Política

Vácuo de liderança: a aposta de Eduardo no colapso do PT pós-Lula

Vácuo de liderança: a aposta de Eduardo no colapso do PT pós-Lula
Foto: Poder360

A esquerda brasileira enfrenta um dilema que Eduardo Bolsonaro já transformou em estratégia eleitoral: o que acontece quando Lula sair de cena? Em live recente, o deputado federal traçou um diagnóstico que ecoa preocupações internas do próprio PT — a ausência de uma liderança substituta capaz de unificar o campo progressista.

Não é apenas retórica. Eduardo defendeu abertamente as propostas de pré-campanha de seu irmão, Flávio Bolsonaro, à Presidência em 2026, posicionando o senador como alternativa a um cenário que ele próprio considera inevitável: a fragmentação petista.

O problema real da sucessão

A questão levantada por Eduardo toca em ferida aberta. Lula tem 78 anos e protagoniza a política nacional há quatro décadas. Sua capacidade de mobilização permanece sem paralelo à esquerda, mas o partido nunca construiu sucessores com densidade eleitoral equivalente.
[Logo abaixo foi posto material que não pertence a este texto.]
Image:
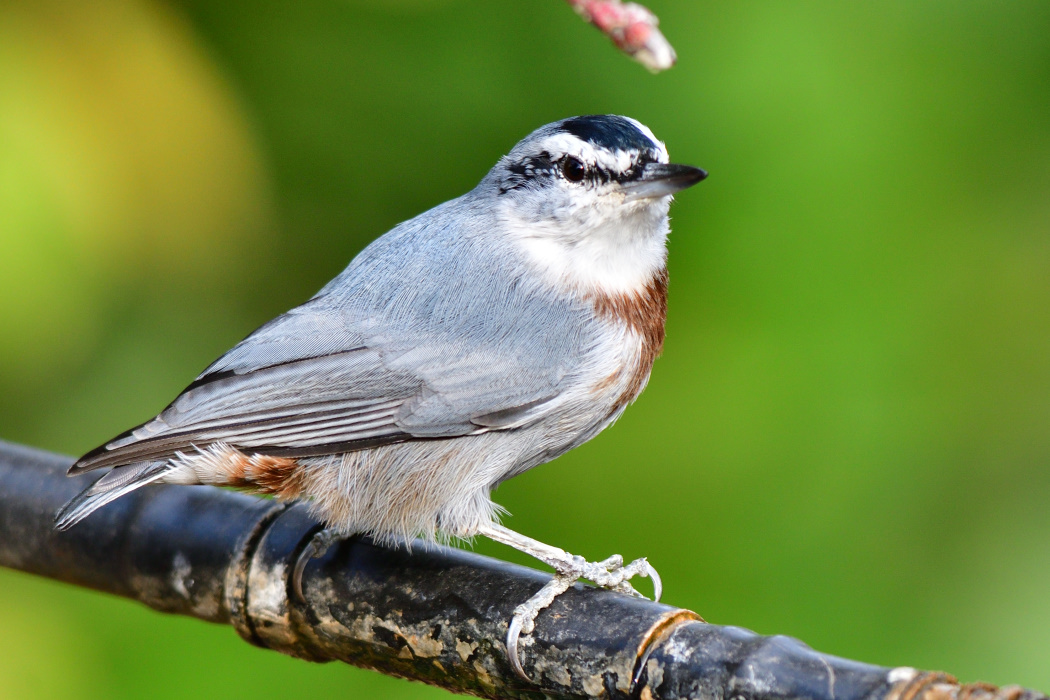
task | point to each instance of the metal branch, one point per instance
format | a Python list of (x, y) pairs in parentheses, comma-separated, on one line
[(435, 615), (632, 28)]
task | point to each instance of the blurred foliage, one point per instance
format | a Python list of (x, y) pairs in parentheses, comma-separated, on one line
[(847, 438)]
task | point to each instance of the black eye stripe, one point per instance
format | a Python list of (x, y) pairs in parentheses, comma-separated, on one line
[(532, 170)]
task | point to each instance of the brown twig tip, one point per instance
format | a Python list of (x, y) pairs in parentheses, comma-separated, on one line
[(632, 28)]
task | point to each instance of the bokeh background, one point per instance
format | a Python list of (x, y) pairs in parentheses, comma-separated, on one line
[(847, 439)]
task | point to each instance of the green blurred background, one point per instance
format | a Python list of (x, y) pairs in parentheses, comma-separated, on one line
[(847, 437)]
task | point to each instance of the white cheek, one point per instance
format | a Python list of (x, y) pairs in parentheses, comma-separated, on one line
[(618, 255)]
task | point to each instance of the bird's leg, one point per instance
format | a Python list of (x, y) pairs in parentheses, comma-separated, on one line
[(318, 544), (609, 573)]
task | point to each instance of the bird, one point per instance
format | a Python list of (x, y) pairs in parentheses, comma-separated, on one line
[(482, 338)]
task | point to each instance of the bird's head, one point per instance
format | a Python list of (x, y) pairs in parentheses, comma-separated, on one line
[(588, 198)]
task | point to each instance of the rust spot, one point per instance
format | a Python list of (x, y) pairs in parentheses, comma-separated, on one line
[(656, 634), (644, 313), (279, 475)]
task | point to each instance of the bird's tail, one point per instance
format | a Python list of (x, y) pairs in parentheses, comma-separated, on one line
[(117, 483)]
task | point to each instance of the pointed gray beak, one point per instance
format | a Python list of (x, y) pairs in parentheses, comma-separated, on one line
[(659, 179)]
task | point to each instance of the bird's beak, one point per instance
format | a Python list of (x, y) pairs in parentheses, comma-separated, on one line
[(659, 179)]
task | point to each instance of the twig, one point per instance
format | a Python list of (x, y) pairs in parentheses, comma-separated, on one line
[(632, 28), (435, 615)]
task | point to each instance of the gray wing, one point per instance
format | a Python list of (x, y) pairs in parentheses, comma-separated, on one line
[(333, 377)]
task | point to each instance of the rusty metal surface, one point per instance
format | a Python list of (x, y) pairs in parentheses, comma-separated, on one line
[(436, 615)]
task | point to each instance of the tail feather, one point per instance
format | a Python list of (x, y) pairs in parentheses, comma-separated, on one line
[(113, 485)]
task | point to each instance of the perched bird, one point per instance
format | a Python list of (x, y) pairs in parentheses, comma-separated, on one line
[(466, 345)]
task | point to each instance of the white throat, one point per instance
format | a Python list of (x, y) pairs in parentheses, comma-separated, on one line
[(617, 256)]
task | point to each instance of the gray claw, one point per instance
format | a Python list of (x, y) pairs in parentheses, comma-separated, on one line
[(318, 544), (513, 633)]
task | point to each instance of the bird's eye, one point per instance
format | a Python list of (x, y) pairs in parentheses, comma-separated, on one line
[(573, 169)]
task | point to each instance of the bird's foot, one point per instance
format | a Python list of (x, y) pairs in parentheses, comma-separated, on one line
[(318, 544), (609, 573)]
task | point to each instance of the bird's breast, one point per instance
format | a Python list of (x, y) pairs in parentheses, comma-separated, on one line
[(638, 319)]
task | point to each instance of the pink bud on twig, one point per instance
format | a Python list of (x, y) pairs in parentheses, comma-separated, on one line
[(631, 27)]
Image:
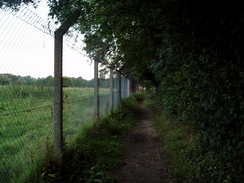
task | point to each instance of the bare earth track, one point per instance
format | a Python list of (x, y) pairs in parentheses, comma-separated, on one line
[(143, 161)]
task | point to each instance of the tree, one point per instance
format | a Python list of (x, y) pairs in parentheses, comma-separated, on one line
[(67, 82)]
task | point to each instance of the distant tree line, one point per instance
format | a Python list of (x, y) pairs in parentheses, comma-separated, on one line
[(10, 79)]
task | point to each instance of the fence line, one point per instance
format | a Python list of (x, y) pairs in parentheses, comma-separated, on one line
[(36, 116)]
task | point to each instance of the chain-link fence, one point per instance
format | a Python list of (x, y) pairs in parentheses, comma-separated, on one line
[(27, 93)]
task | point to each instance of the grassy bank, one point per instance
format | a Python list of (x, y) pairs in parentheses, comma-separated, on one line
[(26, 129), (97, 151)]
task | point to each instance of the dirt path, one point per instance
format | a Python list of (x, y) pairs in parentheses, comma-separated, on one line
[(143, 162)]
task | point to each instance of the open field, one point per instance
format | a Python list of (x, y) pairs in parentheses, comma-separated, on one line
[(26, 129)]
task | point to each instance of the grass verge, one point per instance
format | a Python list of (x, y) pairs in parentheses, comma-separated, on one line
[(97, 151), (179, 144)]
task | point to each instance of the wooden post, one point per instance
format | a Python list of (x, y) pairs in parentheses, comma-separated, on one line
[(111, 89), (96, 90), (119, 87)]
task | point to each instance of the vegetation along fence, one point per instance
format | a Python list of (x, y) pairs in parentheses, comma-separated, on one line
[(38, 109)]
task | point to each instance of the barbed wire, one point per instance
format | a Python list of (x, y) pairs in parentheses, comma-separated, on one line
[(46, 25)]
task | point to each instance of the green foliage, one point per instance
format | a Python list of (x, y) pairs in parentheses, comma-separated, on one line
[(189, 160), (191, 51), (67, 82), (96, 152)]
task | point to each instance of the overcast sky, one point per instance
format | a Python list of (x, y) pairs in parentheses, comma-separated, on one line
[(25, 50)]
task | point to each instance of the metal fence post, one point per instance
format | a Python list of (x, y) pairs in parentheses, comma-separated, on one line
[(119, 87), (96, 90), (58, 105)]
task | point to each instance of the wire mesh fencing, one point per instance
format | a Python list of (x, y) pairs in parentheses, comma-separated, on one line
[(27, 93)]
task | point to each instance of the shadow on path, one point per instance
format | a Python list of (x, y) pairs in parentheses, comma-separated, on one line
[(143, 162)]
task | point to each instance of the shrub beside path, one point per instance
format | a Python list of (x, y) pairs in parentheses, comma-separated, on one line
[(143, 161)]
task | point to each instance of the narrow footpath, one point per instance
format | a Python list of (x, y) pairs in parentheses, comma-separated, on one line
[(143, 161)]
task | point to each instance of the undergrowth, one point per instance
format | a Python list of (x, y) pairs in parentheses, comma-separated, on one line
[(189, 161), (97, 151)]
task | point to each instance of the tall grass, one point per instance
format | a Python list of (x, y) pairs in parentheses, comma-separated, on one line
[(26, 129)]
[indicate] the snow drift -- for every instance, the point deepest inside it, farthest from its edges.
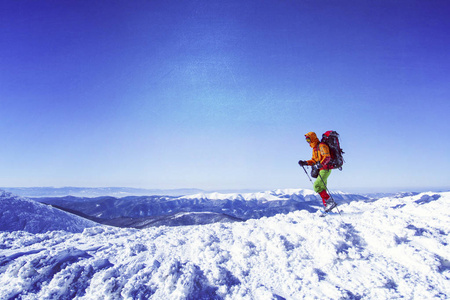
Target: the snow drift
(388, 248)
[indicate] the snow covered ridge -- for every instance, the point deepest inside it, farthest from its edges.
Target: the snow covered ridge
(146, 211)
(390, 248)
(280, 194)
(17, 213)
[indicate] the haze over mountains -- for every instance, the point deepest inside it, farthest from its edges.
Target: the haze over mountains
(380, 248)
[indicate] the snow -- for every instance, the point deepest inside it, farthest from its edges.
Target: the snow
(275, 195)
(388, 248)
(17, 213)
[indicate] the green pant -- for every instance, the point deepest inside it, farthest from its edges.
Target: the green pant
(321, 182)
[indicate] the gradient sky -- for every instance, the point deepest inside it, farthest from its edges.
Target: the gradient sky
(219, 94)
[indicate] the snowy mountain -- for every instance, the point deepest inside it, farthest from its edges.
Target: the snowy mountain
(94, 192)
(17, 213)
(387, 248)
(141, 212)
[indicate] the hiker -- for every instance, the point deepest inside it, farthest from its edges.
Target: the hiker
(321, 164)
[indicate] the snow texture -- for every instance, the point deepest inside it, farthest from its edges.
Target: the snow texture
(17, 213)
(389, 248)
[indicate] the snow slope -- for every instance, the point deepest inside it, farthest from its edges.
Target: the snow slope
(383, 249)
(17, 213)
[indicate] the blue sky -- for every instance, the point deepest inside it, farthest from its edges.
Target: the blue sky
(219, 94)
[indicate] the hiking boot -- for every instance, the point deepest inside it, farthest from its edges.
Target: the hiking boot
(330, 205)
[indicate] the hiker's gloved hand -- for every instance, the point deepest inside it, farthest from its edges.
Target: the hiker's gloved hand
(303, 163)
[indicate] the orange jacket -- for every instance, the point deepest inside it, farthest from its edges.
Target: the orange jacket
(321, 152)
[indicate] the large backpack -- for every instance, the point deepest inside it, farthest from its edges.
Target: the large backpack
(331, 138)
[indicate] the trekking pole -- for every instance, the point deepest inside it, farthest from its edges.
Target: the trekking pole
(308, 175)
(329, 193)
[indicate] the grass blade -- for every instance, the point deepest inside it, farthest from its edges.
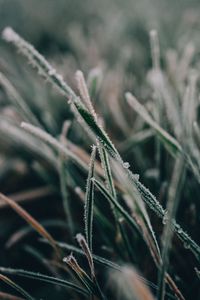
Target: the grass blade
(89, 201)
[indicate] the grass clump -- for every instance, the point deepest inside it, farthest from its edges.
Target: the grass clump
(134, 235)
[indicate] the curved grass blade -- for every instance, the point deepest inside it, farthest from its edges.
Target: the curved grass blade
(81, 274)
(89, 201)
(172, 205)
(37, 60)
(16, 287)
(46, 69)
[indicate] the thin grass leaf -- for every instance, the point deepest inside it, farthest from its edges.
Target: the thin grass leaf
(89, 201)
(103, 262)
(85, 248)
(37, 60)
(172, 205)
(16, 287)
(45, 68)
(64, 174)
(81, 274)
(111, 199)
(43, 278)
(84, 92)
(31, 221)
(92, 124)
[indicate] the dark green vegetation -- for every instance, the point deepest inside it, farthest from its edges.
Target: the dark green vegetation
(100, 167)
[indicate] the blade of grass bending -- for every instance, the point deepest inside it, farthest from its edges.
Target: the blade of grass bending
(16, 287)
(172, 205)
(93, 125)
(37, 60)
(46, 69)
(85, 248)
(111, 199)
(171, 144)
(63, 174)
(43, 278)
(83, 244)
(89, 200)
(31, 221)
(81, 274)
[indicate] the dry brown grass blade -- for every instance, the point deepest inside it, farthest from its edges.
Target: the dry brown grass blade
(31, 221)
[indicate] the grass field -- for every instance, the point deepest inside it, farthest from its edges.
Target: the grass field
(99, 150)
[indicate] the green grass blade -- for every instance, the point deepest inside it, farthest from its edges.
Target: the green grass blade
(89, 201)
(171, 144)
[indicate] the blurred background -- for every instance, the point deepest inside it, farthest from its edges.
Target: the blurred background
(110, 39)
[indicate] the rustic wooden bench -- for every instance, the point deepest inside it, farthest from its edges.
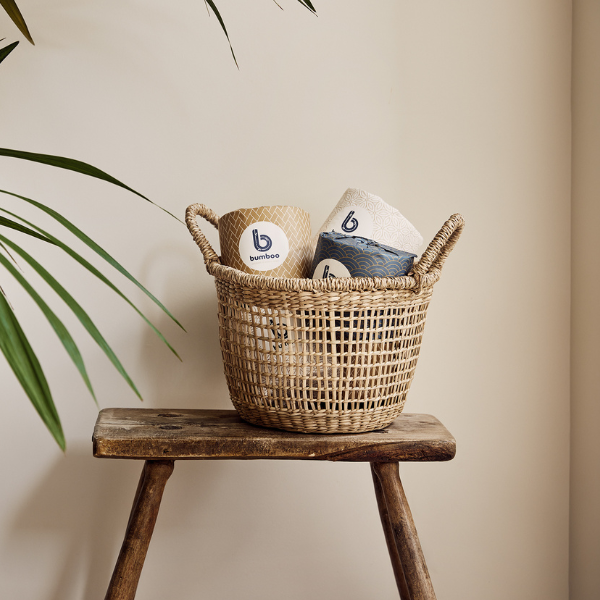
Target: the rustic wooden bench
(161, 437)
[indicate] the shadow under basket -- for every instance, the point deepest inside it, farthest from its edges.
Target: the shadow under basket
(323, 355)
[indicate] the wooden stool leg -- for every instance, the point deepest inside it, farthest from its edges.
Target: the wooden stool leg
(403, 532)
(144, 511)
(390, 539)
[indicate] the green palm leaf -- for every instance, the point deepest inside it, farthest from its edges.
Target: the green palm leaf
(308, 5)
(4, 222)
(76, 308)
(78, 166)
(27, 368)
(4, 52)
(15, 14)
(82, 261)
(218, 15)
(92, 245)
(61, 331)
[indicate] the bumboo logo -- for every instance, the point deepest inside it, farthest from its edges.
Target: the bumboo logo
(264, 238)
(350, 223)
(263, 246)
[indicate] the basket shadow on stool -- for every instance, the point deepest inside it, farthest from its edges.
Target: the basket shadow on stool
(325, 355)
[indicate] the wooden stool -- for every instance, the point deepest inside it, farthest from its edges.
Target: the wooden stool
(162, 436)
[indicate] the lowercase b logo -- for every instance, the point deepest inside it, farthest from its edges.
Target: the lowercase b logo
(263, 246)
(350, 223)
(264, 238)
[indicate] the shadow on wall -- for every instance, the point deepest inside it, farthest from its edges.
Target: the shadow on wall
(82, 505)
(223, 526)
(198, 381)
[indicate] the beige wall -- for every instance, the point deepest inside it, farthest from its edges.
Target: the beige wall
(585, 373)
(438, 107)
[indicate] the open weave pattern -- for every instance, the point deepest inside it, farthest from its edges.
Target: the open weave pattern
(322, 356)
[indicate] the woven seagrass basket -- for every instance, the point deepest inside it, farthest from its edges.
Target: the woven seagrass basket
(325, 355)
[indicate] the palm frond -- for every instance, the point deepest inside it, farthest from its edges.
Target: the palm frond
(75, 307)
(25, 365)
(14, 13)
(91, 244)
(61, 331)
(78, 166)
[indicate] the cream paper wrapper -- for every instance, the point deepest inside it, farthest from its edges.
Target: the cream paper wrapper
(366, 215)
(268, 240)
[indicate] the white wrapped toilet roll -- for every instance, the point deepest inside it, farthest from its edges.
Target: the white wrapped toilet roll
(366, 215)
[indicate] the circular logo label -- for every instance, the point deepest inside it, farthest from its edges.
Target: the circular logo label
(330, 268)
(353, 220)
(263, 246)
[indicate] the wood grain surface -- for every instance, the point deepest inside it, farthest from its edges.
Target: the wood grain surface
(221, 434)
(140, 527)
(398, 525)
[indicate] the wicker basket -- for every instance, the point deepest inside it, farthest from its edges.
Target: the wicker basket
(325, 355)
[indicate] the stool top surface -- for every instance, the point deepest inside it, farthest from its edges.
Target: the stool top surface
(148, 433)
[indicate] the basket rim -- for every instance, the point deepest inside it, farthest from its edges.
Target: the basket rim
(412, 281)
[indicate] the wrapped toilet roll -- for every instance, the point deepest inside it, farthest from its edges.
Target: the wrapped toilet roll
(363, 214)
(339, 255)
(267, 240)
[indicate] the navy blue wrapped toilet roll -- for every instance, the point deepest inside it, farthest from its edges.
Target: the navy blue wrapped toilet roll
(340, 255)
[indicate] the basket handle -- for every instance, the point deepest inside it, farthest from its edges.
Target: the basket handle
(440, 247)
(190, 220)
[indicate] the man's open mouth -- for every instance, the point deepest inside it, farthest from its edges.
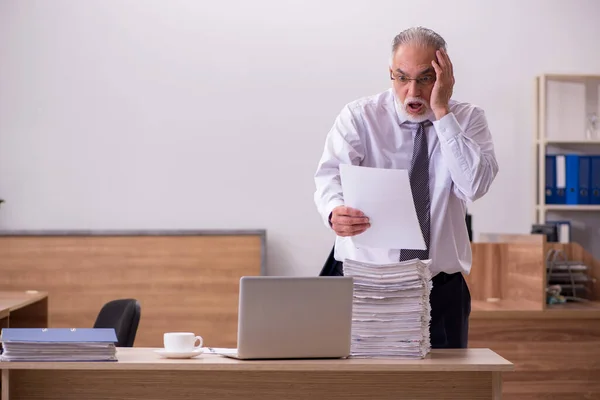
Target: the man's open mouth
(415, 107)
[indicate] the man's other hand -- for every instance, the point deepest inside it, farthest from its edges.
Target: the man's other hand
(346, 221)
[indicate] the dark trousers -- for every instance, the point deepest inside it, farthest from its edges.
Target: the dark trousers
(450, 308)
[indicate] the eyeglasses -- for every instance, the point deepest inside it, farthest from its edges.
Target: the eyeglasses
(421, 81)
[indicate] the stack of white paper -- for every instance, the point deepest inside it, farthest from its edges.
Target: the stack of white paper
(391, 310)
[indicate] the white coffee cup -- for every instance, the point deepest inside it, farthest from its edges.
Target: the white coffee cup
(181, 342)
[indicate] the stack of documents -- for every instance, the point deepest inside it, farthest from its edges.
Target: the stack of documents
(58, 344)
(391, 310)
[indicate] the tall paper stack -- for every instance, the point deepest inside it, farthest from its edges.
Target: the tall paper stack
(391, 310)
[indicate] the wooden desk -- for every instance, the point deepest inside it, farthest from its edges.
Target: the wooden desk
(555, 351)
(140, 374)
(23, 309)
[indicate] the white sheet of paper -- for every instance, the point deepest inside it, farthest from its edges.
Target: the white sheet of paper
(383, 195)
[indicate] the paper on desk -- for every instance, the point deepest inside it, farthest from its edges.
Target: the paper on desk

Fernando Haddad perdeu para Bolsonaro em 2018 mesmo herdando o espólio lulopetista. Gleisi Hoffmann comanda o partido, mas não possui capilaridade nacional. Guilherme Boulos cresceu em São Paulo, porém carrega rejeições que limitam seu teto eleitoral. O vácuo é estrutural, não conjuntural.

Historicamente, partidos personalizados enfrentam crises existenciais quando perdem seus líderes fundadores. O trabalhismo britânico levou décadas para se reorganizar após Clement Attlee. O peronismo argentino nunca superou completamente a ausência de Perón. No Brasil, o PDT jamais recuperou a força de Brizola.

A estratégia bolsonarista

Ao diagnosticar publicamente a fragilidade sucessória petista, Eduardo executa movimento duplo. Primeiro, mina a confiança interna da esquerda, alimentando divisões latentes. Segundo, constrói narrativa de continuidade para o bolsonarismo — como se Flávio representasse projeto de longo prazo, enquanto o PT dependesse de um líder octogenário.

A pré-campanha de Flávio ancora-se precisamente nesse contraste geracional. Aos 43 anos, o senador posiciona-se como alternativa jovem, enquanto retém a base ideológica paterna. É aposta na consolidação dinástica, modelo que Eduardo conhece bem por observação da própria família.

Precedentes e riscos

O Brasil tem histórico de transições sucessórias turbulentas. O PSDB nunca produziu liderança com apelo popular equivalente a FHC. O MDB diluiu-se em caciques regionais após a redemocratização. Mesmo o PT, quando Lula esteve preso, viu sua votação despencar em 2018.

Eduardo aposta que esse padrão se repetirá. Mas a análise ignora variável crucial: partidos sobrevivem quando institucionalizam estruturas, não apenas líderes. O PT possui governadores, prefeitos de capitais, máquina sindical e movimentos sociais. Não é apenas Lula.

Simultaneamente, o próprio bolsonarismo enfrenta dilema espelhado. Jair Bolsonaro está inelegível até 2030. A transferência de capital político para os filhos permanece incerta. Eduardo é forte nas redes, mas sem densidade eleitoral fora de São Paulo. Flávio controla aparato no Rio, mas carrega investigações que podem fragilizá-lo.

O que está em jogo

Para além das escaramuças familiares e partidárias, o debate toca questão central da democracia brasileira: a capacidade de renovação das lideranças políticas sem rupturas traumáticas.

A esquerda precisa resolver sua equação sucessória antes que ela se torne crise terminal. Depender exclusivamente de Lula em 2026 seria admitir que o projeto político não se sustenta sem o líder — exatamente o que Eduardo sugere.

Já o bolsonarismo enfrenta teste simétrico. Conseguirá transferir para Flávio a conexão emocional que Jair estabeleceu com milhões de brasileiros? Ou descobrirá que carisma não se herda geneticamente?

A fala de Eduardo revela mais sobre as fragilidades de ambos os campos do que ele provavelmente pretendia. Enquanto o PT enfrenta vácuo de liderança, o bolsonarismo aposta tudo na perpetuação dinástica — dois modelos historicamente frágeis de continuidade política.

O eleitor de 2026 terá diante de si não apenas candidatos, mas dois projetos testando suas capacidades de sobrevivência sem seus patriarcas. É disputa que transcende ideologias: trata-se de verificar qual estrutura política consegue se institucionalizar para além do indivíduo que a criou.